Aurora Parong during the launch of Amnesty International's annual report on Friday
A year after the election of Benigno Aquino as president, the balance of justice in the country "continues to favor perpetrators."
This was the assessment made by Aurora Corazon A. Parong, director of Amnesty International (AI)
in the Philippines during the launch of AI's annual human rights report.
Parong said the human rights community in the country "still have to see concrete action" from the government on issues concerning the protection and promotion of human rights.
She said that despite the promise made by Aquino to address violations committed under the previous administrations, "there are still no actual accountability of officials and there is still no positive change in the lives of people."
AI said more than 200 cases of enforced disappearances in the last decade remained unresolved, "as did at least 305 cases of extrajudicial killings."
At least 38 alleged political killings were also reported during the year.
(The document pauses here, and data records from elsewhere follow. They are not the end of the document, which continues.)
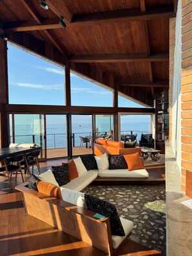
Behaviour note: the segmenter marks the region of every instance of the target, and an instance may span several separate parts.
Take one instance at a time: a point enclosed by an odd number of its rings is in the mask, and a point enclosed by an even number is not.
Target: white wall
[[[176,20],[175,48],[172,102],[172,145],[181,171],[181,1],[178,3]]]

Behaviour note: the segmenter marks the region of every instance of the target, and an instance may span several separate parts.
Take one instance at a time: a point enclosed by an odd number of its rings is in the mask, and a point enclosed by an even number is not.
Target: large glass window
[[[65,105],[65,69],[8,45],[10,104]]]
[[[103,88],[70,72],[71,105],[112,107],[112,89]]]
[[[151,115],[120,115],[120,136],[121,140],[125,140],[129,135],[135,135],[134,140],[139,143],[142,134],[151,133]],[[130,136],[131,140],[132,136]]]
[[[118,92],[118,107],[146,107],[143,105],[140,105],[123,96],[123,94]]]

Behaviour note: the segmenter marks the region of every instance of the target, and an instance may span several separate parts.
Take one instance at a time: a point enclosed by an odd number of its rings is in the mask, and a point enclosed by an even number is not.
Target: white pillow
[[[52,184],[59,187],[54,177],[54,175],[52,173],[52,171],[50,169],[48,171],[45,171],[45,173],[41,173],[39,175],[36,175],[36,176],[39,178],[39,179],[41,181],[52,183]]]
[[[81,176],[83,174],[87,173],[87,170],[81,160],[81,158],[80,156],[78,158],[74,159],[74,162],[76,165],[79,176]]]
[[[102,171],[109,169],[109,164],[107,154],[105,153],[101,156],[94,156],[95,160],[96,160],[99,171]]]
[[[61,192],[63,201],[76,206],[86,207],[84,193],[75,190],[61,187]]]

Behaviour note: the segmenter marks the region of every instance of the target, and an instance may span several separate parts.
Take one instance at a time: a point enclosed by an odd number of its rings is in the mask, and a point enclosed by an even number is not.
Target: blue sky
[[[8,45],[9,102],[19,104],[65,105],[65,69]],[[112,106],[112,93],[71,73],[72,105]],[[119,106],[142,107],[119,96]]]

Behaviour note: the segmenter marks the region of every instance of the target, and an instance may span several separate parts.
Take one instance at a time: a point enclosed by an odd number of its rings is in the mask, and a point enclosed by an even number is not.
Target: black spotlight
[[[64,18],[64,17],[61,16],[60,20],[59,20],[59,24],[62,27],[62,28],[67,28],[67,26],[66,26],[66,24],[65,23],[65,22],[63,21],[63,18]]]
[[[49,6],[48,5],[47,5],[45,0],[42,0],[41,1],[40,6],[44,10],[48,10],[49,9]]]

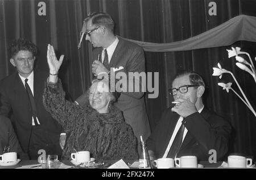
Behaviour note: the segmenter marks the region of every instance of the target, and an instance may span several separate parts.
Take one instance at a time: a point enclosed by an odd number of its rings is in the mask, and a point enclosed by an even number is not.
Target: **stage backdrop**
[[[94,11],[112,16],[118,35],[142,42],[171,43],[200,35],[240,15],[256,16],[255,9],[254,0],[0,0],[0,79],[15,70],[7,53],[13,40],[24,37],[35,43],[40,49],[36,66],[46,70],[47,45],[51,43],[58,55],[65,56],[59,75],[71,100],[75,99],[90,86],[92,48],[84,40],[80,50],[77,44],[84,19]],[[253,34],[256,31],[252,31]],[[220,39],[218,34],[215,36],[216,40]],[[167,90],[174,74],[181,69],[191,69],[204,78],[205,106],[233,127],[230,153],[256,157],[256,118],[233,93],[227,94],[217,85],[219,82],[233,82],[231,77],[226,74],[220,80],[212,76],[212,67],[220,62],[223,68],[234,73],[255,108],[253,79],[236,66],[235,60],[228,58],[226,51],[238,46],[254,59],[256,44],[246,40],[218,47],[146,52],[147,72],[159,73],[159,97],[146,99],[151,129],[171,105],[172,97]]]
Parong said almost no perpetrators of these crimes have been brought to justice and private armed groups continued to operate throughout the country.
"We have not seen very concrete steps taken by the government to dismantle private armies," Parong said.
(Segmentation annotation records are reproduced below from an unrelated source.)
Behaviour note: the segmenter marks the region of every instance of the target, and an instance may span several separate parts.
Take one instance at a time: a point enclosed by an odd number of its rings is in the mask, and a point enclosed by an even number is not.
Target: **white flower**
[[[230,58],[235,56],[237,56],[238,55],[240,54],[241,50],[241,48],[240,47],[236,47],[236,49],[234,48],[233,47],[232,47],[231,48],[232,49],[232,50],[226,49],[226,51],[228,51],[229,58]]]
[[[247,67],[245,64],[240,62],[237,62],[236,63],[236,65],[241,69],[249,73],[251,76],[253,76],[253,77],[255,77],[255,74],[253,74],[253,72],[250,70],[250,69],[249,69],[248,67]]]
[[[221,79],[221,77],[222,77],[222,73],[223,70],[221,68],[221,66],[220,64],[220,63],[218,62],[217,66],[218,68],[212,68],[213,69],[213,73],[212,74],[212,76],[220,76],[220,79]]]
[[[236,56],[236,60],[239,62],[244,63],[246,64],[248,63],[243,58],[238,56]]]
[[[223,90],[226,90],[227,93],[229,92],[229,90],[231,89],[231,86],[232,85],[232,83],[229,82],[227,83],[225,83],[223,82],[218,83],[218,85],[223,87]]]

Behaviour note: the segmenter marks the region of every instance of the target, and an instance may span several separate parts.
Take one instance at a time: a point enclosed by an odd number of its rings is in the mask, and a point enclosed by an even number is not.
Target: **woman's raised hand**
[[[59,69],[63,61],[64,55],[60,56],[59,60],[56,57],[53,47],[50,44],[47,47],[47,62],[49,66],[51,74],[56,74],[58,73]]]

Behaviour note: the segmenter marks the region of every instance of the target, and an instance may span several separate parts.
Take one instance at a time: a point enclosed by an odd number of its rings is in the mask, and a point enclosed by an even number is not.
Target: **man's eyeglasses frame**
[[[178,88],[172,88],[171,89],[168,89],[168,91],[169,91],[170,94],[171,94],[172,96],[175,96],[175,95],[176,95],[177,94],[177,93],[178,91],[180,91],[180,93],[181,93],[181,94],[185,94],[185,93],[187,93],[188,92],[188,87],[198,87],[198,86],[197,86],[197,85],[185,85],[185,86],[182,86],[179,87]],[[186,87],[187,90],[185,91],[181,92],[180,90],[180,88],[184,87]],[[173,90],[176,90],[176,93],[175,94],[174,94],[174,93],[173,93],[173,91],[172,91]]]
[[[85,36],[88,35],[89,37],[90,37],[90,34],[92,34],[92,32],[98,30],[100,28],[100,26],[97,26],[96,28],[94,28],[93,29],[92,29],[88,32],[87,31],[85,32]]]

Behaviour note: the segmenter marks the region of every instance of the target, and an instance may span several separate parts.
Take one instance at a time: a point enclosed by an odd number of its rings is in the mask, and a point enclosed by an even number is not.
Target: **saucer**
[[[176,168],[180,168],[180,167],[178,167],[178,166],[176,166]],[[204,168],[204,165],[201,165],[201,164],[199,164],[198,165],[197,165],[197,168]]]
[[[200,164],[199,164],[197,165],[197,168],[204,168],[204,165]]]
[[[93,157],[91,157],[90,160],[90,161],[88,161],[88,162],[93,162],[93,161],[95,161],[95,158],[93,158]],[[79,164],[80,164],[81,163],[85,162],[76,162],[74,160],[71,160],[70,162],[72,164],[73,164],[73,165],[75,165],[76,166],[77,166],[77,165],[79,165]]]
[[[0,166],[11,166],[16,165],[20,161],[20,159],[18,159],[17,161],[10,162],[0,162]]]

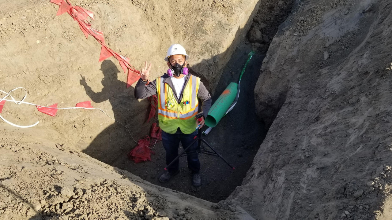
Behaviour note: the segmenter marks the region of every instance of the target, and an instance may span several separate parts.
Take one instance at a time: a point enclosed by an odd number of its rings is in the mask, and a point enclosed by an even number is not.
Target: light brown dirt
[[[254,90],[271,127],[228,200],[260,219],[390,218],[391,7],[296,3]]]
[[[191,55],[192,71],[212,91],[258,8],[256,0],[71,2],[94,12],[93,27],[103,31],[108,45],[130,58],[135,68],[152,63],[152,78],[166,72],[167,48],[182,44]],[[56,16],[58,6],[47,1],[7,5],[0,11],[1,89],[24,87],[26,101],[42,105],[72,107],[91,100],[129,127],[135,139],[149,133],[148,101],[134,99],[133,87],[127,89],[127,76],[115,60],[98,63],[100,45],[91,37],[85,39],[69,15]],[[58,132],[70,147],[84,150],[92,143],[93,155],[109,164],[134,144],[122,125],[98,111],[60,110],[53,117],[35,108],[7,103],[3,115],[22,125],[40,121],[37,128]]]
[[[48,141],[58,133],[9,133],[0,144],[2,220],[252,219],[236,205],[153,185]]]
[[[211,92],[251,27],[253,49],[268,50],[254,101],[270,127],[242,185],[214,204],[81,152],[92,147],[89,154],[113,164],[129,150],[125,129],[99,112],[53,118],[7,103],[2,115],[10,121],[40,123],[0,123],[0,219],[390,219],[392,4],[296,1],[274,36],[292,2],[73,2],[96,12],[93,26],[135,67],[153,62],[154,76],[165,71],[166,48],[184,44],[191,70]],[[135,139],[148,133],[148,101],[133,98],[114,60],[91,61],[99,45],[69,16],[55,16],[57,7],[46,1],[1,5],[1,89],[23,86],[26,101],[45,105],[91,99]]]

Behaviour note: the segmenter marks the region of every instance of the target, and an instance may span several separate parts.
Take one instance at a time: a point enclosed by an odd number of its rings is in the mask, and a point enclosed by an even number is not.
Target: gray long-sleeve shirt
[[[189,81],[191,75],[190,74],[186,76],[186,78],[183,88],[185,88],[185,86]],[[174,86],[170,77],[166,74],[165,74],[163,76],[163,83],[167,83],[171,88],[172,90],[174,91]],[[136,84],[136,86],[135,87],[135,97],[139,99],[142,99],[157,94],[156,79],[150,82],[147,85],[146,85],[147,84],[147,82],[143,81],[142,79],[139,80],[139,81]],[[173,93],[174,98],[179,103],[181,102],[181,100],[182,99],[182,96],[184,93],[183,88],[180,94],[180,97],[177,97],[177,94],[175,92]],[[211,99],[210,93],[209,92],[208,90],[205,88],[205,87],[204,86],[204,84],[201,81],[200,82],[200,85],[199,86],[197,97],[200,99],[201,101],[201,110],[204,113],[204,118],[205,119],[208,114],[208,112],[210,110],[210,108],[211,108],[211,105],[212,101],[212,99]]]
In November last year, Aquino vowed that he would disband and disarm identified private armed groups even as he refused to abolish paramilitary groups, saying the armed forces needed these groups as "force multipliers."
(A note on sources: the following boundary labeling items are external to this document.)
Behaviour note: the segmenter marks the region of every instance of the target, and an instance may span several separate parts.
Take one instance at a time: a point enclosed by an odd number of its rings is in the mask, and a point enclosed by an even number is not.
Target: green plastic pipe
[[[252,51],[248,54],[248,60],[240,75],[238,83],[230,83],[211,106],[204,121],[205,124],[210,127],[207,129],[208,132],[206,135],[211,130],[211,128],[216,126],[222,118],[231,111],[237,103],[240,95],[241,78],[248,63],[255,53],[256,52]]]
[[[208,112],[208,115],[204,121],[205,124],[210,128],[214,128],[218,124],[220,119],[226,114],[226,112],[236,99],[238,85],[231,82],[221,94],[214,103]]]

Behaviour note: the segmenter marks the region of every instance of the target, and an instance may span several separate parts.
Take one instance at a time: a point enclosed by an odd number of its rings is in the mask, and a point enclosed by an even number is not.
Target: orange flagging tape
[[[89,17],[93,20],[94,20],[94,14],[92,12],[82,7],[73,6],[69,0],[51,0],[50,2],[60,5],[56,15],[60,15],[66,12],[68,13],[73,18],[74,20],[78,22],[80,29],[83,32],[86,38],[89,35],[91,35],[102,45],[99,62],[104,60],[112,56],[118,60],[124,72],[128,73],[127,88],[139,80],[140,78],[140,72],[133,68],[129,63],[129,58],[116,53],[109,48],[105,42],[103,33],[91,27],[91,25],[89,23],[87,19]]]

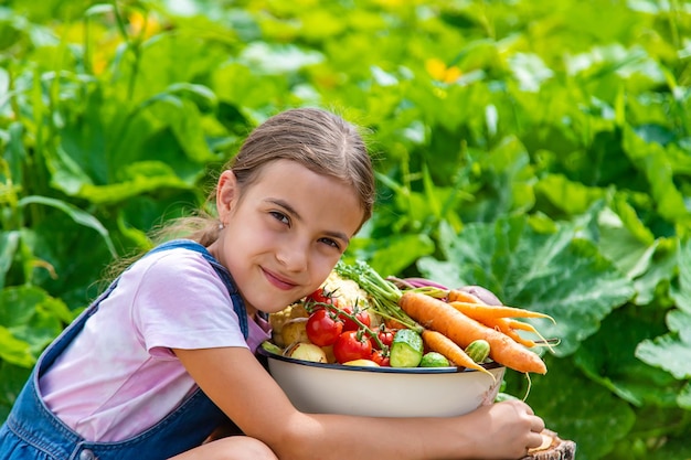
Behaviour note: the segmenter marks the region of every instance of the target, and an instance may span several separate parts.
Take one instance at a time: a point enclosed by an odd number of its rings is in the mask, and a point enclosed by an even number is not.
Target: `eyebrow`
[[[297,218],[298,221],[301,221],[302,217],[300,216],[300,213],[297,212],[297,210],[295,207],[293,207],[290,204],[288,204],[286,201],[280,200],[280,199],[267,199],[266,200],[269,203],[273,203],[277,206],[280,206],[283,208],[285,208],[286,211],[288,211],[290,214],[293,214],[295,216],[295,218]],[[338,238],[338,239],[342,239],[343,242],[346,242],[346,244],[350,243],[350,238],[348,237],[348,235],[346,235],[342,232],[326,232],[327,236],[330,236],[332,238]]]

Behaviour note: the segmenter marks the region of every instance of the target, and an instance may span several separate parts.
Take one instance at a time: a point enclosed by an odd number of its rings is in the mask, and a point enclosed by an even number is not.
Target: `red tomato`
[[[359,331],[342,332],[333,343],[333,356],[341,364],[354,360],[369,360],[372,356],[372,342]]]
[[[396,334],[395,329],[391,328],[380,328],[376,332],[379,340],[386,346],[391,347],[391,343],[393,342],[393,336]],[[375,340],[372,340],[372,346],[379,349],[379,343]]]
[[[305,325],[307,338],[315,345],[328,346],[343,332],[343,322],[326,309],[319,309],[311,313]]]
[[[381,350],[374,350],[372,352],[372,357],[370,360],[374,361],[376,364],[383,367],[391,367],[391,362],[389,361],[389,356],[384,354]]]
[[[358,312],[354,313],[353,308],[351,306],[340,306],[340,310],[344,311],[348,314],[354,314],[358,320],[366,325],[368,328],[372,323],[372,319],[370,318],[370,313],[366,310],[358,309]],[[357,331],[360,329],[360,325],[346,315],[340,317],[343,320],[343,331]]]

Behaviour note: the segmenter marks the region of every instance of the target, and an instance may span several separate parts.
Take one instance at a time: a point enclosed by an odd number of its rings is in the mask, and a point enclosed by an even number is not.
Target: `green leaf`
[[[378,249],[369,265],[385,276],[400,274],[423,256],[434,252],[434,243],[427,235],[393,235],[376,240]]]
[[[0,359],[22,367],[30,367],[35,362],[29,343],[17,339],[2,325],[0,325]]]
[[[535,232],[525,216],[468,224],[458,235],[440,232],[445,260],[418,261],[421,272],[446,286],[479,285],[506,304],[554,318],[530,321],[544,336],[559,338],[555,353],[568,355],[600,321],[634,296],[624,277],[574,228]]]
[[[667,323],[670,332],[640,342],[636,356],[678,379],[691,378],[691,313],[672,310],[667,314]]]
[[[550,429],[576,443],[578,459],[605,458],[629,432],[636,414],[625,400],[584,377],[571,360],[548,356],[545,363],[548,374],[532,377],[528,404]]]
[[[7,274],[19,247],[19,232],[0,232],[0,290],[4,288]]]
[[[95,229],[103,237],[104,242],[108,246],[108,249],[110,250],[110,254],[114,257],[117,257],[117,252],[115,250],[115,246],[113,245],[113,242],[110,240],[110,235],[108,231],[103,226],[103,224],[96,217],[94,217],[89,213],[79,210],[78,207],[76,207],[75,205],[71,203],[52,199],[49,196],[31,195],[31,196],[24,196],[19,201],[19,205],[22,207],[26,206],[28,204],[43,204],[45,206],[55,207],[64,212],[65,214],[67,214],[77,224]]]
[[[679,286],[670,287],[670,295],[678,308],[691,313],[691,239],[678,242]]]
[[[682,383],[635,356],[638,343],[663,330],[635,309],[625,308],[603,321],[600,330],[575,353],[574,362],[594,382],[638,407],[673,408]]]

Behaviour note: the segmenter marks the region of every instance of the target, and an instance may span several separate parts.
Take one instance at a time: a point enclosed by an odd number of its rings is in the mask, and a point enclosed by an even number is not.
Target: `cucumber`
[[[466,346],[466,354],[478,364],[482,364],[489,356],[489,342],[482,339],[472,341]]]
[[[262,342],[262,347],[269,353],[283,354],[283,349],[275,343],[269,342],[268,340]]]
[[[425,353],[419,362],[421,367],[448,367],[450,365],[451,363],[448,362],[446,356],[437,352]]]
[[[417,367],[423,359],[423,338],[412,329],[400,329],[391,342],[391,367]]]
AI added its voice to the call to pass the controversial reproductive health bill
now pending in Congress.
Parong said the passage of the bill is a "significant step towards 'choosing life,' a step towards the realization of sexual and reproductive rights and maternal health rights."
She said that sexual rights and reproductive rights are grounded on human rights recognized in international human rights treaties.
"Respect for these rights is essential to human dignity and to the enjoyment of physical, emotional, mental and social well-being," Parong, a doctor, said.
Parong said the government must ensure that women's rights are protected, adding that in the Philippines "there is a real danger that women's equality will be pushed aside.
"Women deserve better, and their equality must be prioritized," she said.
The group said its report shows that governments in all world regions and various countries, including the Philippines, "are failing to deliver the promise of the Universal Declaration of Human Rights
, that is, freedom from fear and from want for everyone."